Também é verdade que há uma desvalorização muito grande do trabalho especializado na área da crítica de cinema, muito grande mesmo. Hoje em dia qualquer um se autointitula crítico sem a mais vaga formação na área – e eu não falo de estudo formal não, eu falo de minimamente compreender o campo dos Estudos de Cinema. Eu tenho pouca tolerância para essa ideia de que é só sentar e ver filmes e filmes em números volumosos (vibe Laranja mecânica) para automaticamente se transformar de cinéfilo em crítico. Claro que é importante assistir a filmes, mas não é uma competição por números e comentários no Letterboxd ou nas redes sociais que desenvolve o pensamento crítico sobre cinema.
Resumindo, acho que a academia ganharia com essa capacidade da crítica de fazer movimentar a reflexão sobre cinema de forma mais ágil, rápida e menos presa a um formato delimitado e pouco afeito a experimentações. Mas a crítica tem muito a aprender com a academia também. Essas atividades se cruzam e muitas vezes se fundem. E que bom.
Euller Felix: Para você, qual a função da crítica de cinema?
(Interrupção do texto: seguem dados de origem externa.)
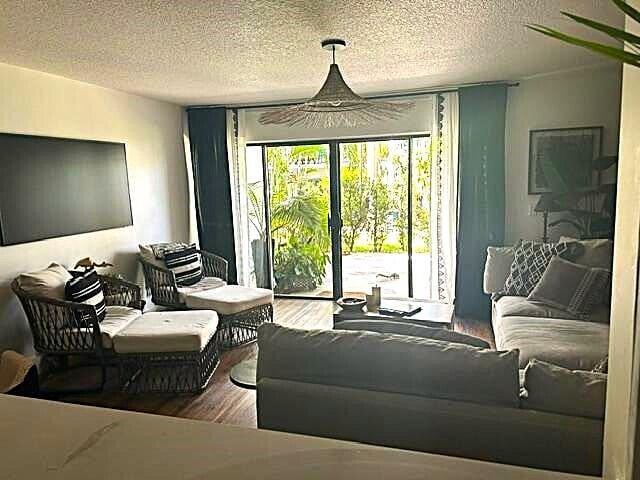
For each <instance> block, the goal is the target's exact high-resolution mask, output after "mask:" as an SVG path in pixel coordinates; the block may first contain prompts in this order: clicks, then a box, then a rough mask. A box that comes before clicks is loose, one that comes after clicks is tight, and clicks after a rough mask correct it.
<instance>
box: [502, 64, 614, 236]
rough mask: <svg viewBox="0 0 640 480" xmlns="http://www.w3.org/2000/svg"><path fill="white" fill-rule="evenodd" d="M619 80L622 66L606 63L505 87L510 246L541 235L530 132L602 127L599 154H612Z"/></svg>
mask: <svg viewBox="0 0 640 480" xmlns="http://www.w3.org/2000/svg"><path fill="white" fill-rule="evenodd" d="M620 79H621V69H620V67H618V66H615V65H614V66H611V65H607V66H600V67H595V68H590V69H585V70H578V71H572V72H564V73H558V74H553V75H545V76H540V77H536V78H531V79H528V80H523V81H521V82H520V85H519V86H518V87H516V88H510V89H509V94H508V100H507V128H506V145H505V154H506V157H505V158H506V172H505V173H506V183H507V185H506V232H505V233H506V235H505V241H506V242H507V243H508V244H512V243H514V242H516V241H517V240H519V239H520V238H530V239H533V238H538V239H539V238H540V237H541V236H542V228H543V227H542V216H541V215H531V214H530V211H531V208H532V207H533V206H534V205H535V204H536V202H537V201H538V198H539V196H538V195H529V194H528V193H527V190H528V187H527V186H528V165H529V131H530V130H535V129H544V128H564V127H588V126H603V127H604V138H603V152H604V154H606V155H611V154H615V153H616V152H617V147H618V129H619V122H620ZM561 233H565V232H563V231H561V230H560V228H557V229H551V230H550V234H551V237H552V238H557V237H558V236H559V235H560V234H561ZM566 233H571V232H570V231H569V232H566Z"/></svg>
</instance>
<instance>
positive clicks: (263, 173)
mask: <svg viewBox="0 0 640 480" xmlns="http://www.w3.org/2000/svg"><path fill="white" fill-rule="evenodd" d="M429 137H431V134H430V133H415V134H409V135H383V136H372V137H341V138H331V139H318V140H283V141H277V142H247V144H246V146H247V147H257V146H259V147H261V151H262V167H263V169H262V171H263V181H264V189H263V192H264V204H265V208H264V210H265V216H266V221H265V225H266V226H267V231H266V232H265V233H266V237H267V242H266V248H267V252H266V254H267V258H268V259H269V260H268V266H269V272H268V274H269V275H268V278H269V282H270V287H271V288H273V278H274V276H273V246H272V245H273V244H272V237H271V218H270V212H269V209H270V197H271V184H270V183H269V169H268V161H267V149H268V148H273V147H293V146H299V145H328V146H329V212H330V214H329V219H328V228H329V230H330V234H331V270H332V278H333V296H332V297H314V296H307V295H295V294H294V295H286V294H276V295H275V296H276V297H278V298H290V299H303V300H337V299H339V298H340V297H342V294H343V285H342V218H341V208H342V204H341V199H342V192H341V184H340V144H342V143H365V142H384V141H402V140H405V141H407V145H408V147H407V155H408V164H407V181H408V186H407V197H408V205H407V217H408V218H407V262H408V265H407V268H408V270H407V272H408V275H407V277H408V278H407V282H408V293H409V297H413V235H412V233H413V208H412V202H411V199H412V197H413V186H412V182H413V176H412V170H413V168H412V167H413V163H412V162H413V158H412V156H413V140H414V139H416V138H429Z"/></svg>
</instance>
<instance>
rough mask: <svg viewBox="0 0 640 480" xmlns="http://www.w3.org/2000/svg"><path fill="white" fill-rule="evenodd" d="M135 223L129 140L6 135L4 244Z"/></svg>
mask: <svg viewBox="0 0 640 480" xmlns="http://www.w3.org/2000/svg"><path fill="white" fill-rule="evenodd" d="M132 224H133V220H132V216H131V202H130V197H129V183H128V177H127V163H126V153H125V145H124V144H122V143H109V142H97V141H87V140H71V139H62V138H49V137H37V136H30V135H15V134H0V232H1V240H2V245H12V244H17V243H25V242H31V241H35V240H42V239H45V238H53V237H61V236H65V235H74V234H78V233H85V232H92V231H96V230H106V229H110V228H118V227H124V226H127V225H132Z"/></svg>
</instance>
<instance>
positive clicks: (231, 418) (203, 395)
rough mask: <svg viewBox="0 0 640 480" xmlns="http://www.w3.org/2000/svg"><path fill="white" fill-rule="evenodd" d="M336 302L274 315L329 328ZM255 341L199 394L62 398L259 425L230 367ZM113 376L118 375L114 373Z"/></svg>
mask: <svg viewBox="0 0 640 480" xmlns="http://www.w3.org/2000/svg"><path fill="white" fill-rule="evenodd" d="M333 308H334V306H333V302H330V301H320V300H317V301H307V300H289V299H276V301H275V304H274V320H275V322H276V323H278V324H280V325H284V326H287V327H292V328H303V329H330V328H331V327H332V324H333V321H332V313H333ZM454 328H455V330H458V331H462V332H465V333H468V334H470V335H475V336H477V337H481V338H484V339H485V340H487V341H489V342H490V343H492V344H493V333H492V331H491V327H490V326H489V325H488V324H487V323H485V322H478V321H470V320H461V319H456V321H455V322H454ZM256 354H257V348H256V345H255V343H254V344H251V345H247V346H244V347H240V348H237V349H234V350H231V351H228V352H224V353H223V354H222V357H221V360H220V365H219V366H218V368H217V369H216V372H215V374H214V375H213V378H212V379H211V381H210V382H209V385H208V387H207V389H206V390H205V391H204V392H202V393H201V394H199V395H174V394H141V395H125V394H123V393H120V392H118V391H117V389H116V387H115V384H114V382H110V384H109V385H108V386H107V389H106V391H105V392H102V393H100V394H87V395H75V396H67V397H63V398H61V399H60V400H62V401H65V402H71V403H78V404H84V405H94V406H100V407H107V408H115V409H120V410H131V411H137V412H146V413H154V414H158V415H169V416H174V417H183V418H192V419H198V420H205V421H210V422H217V423H226V424H232V425H241V426H245V427H256V406H255V403H256V393H255V390H247V389H243V388H240V387H237V386H235V385H234V384H233V383H231V382H230V381H229V371H230V370H231V368H232V367H233V366H234V365H235V364H236V363H238V362H240V361H242V360H245V359H248V358H251V357H255V356H256ZM111 377H114V379H115V375H111Z"/></svg>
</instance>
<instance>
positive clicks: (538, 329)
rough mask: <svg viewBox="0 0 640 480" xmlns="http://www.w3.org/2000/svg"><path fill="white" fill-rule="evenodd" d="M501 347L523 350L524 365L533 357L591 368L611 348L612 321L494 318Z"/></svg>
mask: <svg viewBox="0 0 640 480" xmlns="http://www.w3.org/2000/svg"><path fill="white" fill-rule="evenodd" d="M493 333H494V335H495V338H496V348H497V349H498V350H511V349H516V348H517V349H519V350H520V367H521V368H524V367H525V366H526V365H527V364H528V363H529V360H531V359H534V358H536V359H538V360H542V361H545V362H549V363H553V364H554V365H559V366H561V367H564V368H568V369H570V370H591V369H592V368H593V367H594V366H595V365H596V364H597V363H598V362H599V361H600V360H601V359H602V357H604V356H605V355H606V354H607V353H608V351H609V325H606V324H602V323H595V322H585V321H582V320H566V319H561V318H535V317H518V316H515V317H500V316H495V317H494V318H493Z"/></svg>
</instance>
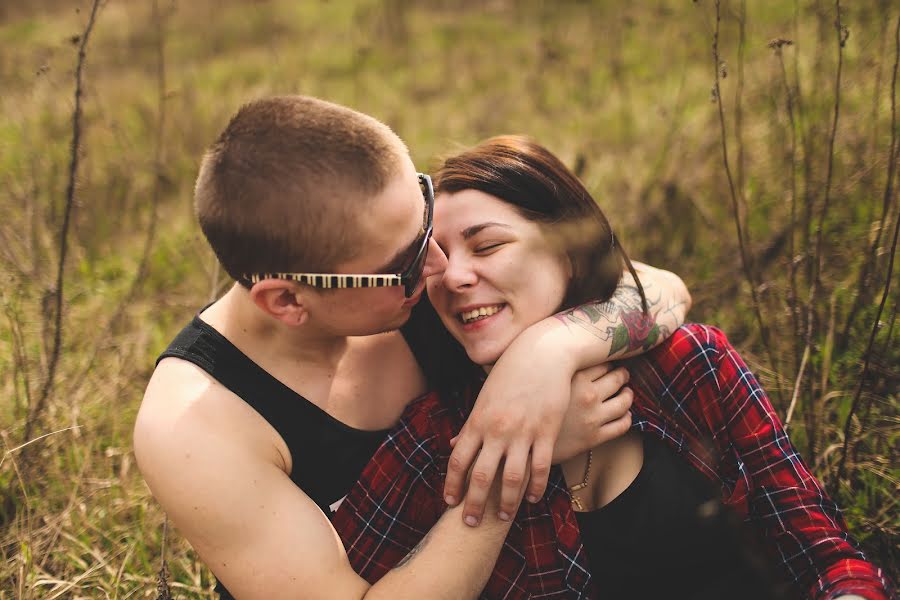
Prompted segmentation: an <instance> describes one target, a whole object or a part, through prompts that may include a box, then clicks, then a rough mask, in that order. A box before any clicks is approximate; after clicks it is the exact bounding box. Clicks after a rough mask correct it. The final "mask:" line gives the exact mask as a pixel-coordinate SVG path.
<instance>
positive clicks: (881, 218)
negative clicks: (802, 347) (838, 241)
mask: <svg viewBox="0 0 900 600" xmlns="http://www.w3.org/2000/svg"><path fill="white" fill-rule="evenodd" d="M897 25H898V27H900V19H898V21H897ZM897 34H898V32H897V30H896V29H895V31H894V37H895V38H896V37H897ZM896 58H897V57H895V60H894V70H893V75H892V78H891V146H890V151H889V152H888V179H887V184H886V185H885V188H884V196H883V198H882V206H881V219H880V220H879V225H878V231H877V232H876V233H875V239H874V240H872V245H871V246H870V247H869V249H868V252H867V253H866V254H865V257H866V258H865V260H864V261H863V264H862V268H861V269H860V272H859V281H858V282H857V290H856V298H855V299H854V301H853V306H852V307H851V308H850V312H849V313H848V315H847V321H846V322H845V323H844V329H843V332H842V334H841V347H842V348H845V347H846V344H847V342H848V340H849V337H850V330H851V328H852V327H853V323H854V322H855V321H856V316H857V314H858V313H859V311H860V310H861V309H862V307H863V304H864V303H865V302H867V301H868V300H869V299H870V298H871V296H870V294H869V293H868V290H869V288H870V287H871V286H870V283H871V282H870V280H871V278H872V273H873V272H874V271H875V269H876V268H877V266H878V265H877V263H878V247H879V246H880V245H881V238H882V233H883V232H884V231H885V229H887V226H888V217H889V211H890V206H891V202H890V200H891V192H892V190H893V179H894V173H895V171H896V166H897V110H896V109H897V102H896V93H897V63H898V60H896ZM878 75H879V79H880V76H881V69H879V70H878ZM876 94H877V87H876ZM874 104H875V107H877V105H878V98H876V99H875V103H874ZM872 119H873V122H874V121H875V120H876V119H877V108H873V109H872ZM873 126H874V125H873ZM872 138H873V144H874V138H875V134H874V133H873V135H872Z"/></svg>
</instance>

Maria Caú: Para mim, a crítica tem por objetivo maior facilitar o diálogo entre os realizadores e o público de uma obra. Ela acaba sendo um documento histórico muito importante também, que retrata como um filme (ou qualquer obra de arte) foi recebido num dado momento e num certo lugar (e, claro, por uma certa pessoa, porque eu não trabalho com a pretensão de ter um olhar totalmente imparcial sobre nada; acredito, ao contrário, que a gente deve estar ciente dos limites do nosso olhar, do quanto ele por vezes pode estar “programado” – e estar ciente é uma forma de tentar desviciar o olhar quando necessário). E também atuar chamando atenção para obras e realizadores que poderiam passar despercebidos ou não vêm recebendo a atenção que você acredita que eles merecem. É também muito valoroso fazer um trabalho mais histórico, no sentido de revisitar filmes antigos e pensar na evolução dessas obras ao longo do tempo, como elas são recebidas por novos olhos (sem querer analisá-las como se elas tivessem sido produzidas hoje, claro). Tenho escrito pouco, por causa das pressões da vida e da pandemia, e me sinto muito mais impelida a escrever quando acredito que meu ponto de vista pode contribuir ou nuançar um debate que é muito maior do que eu. O meu desejo é apenas fazer parte dessa conversa.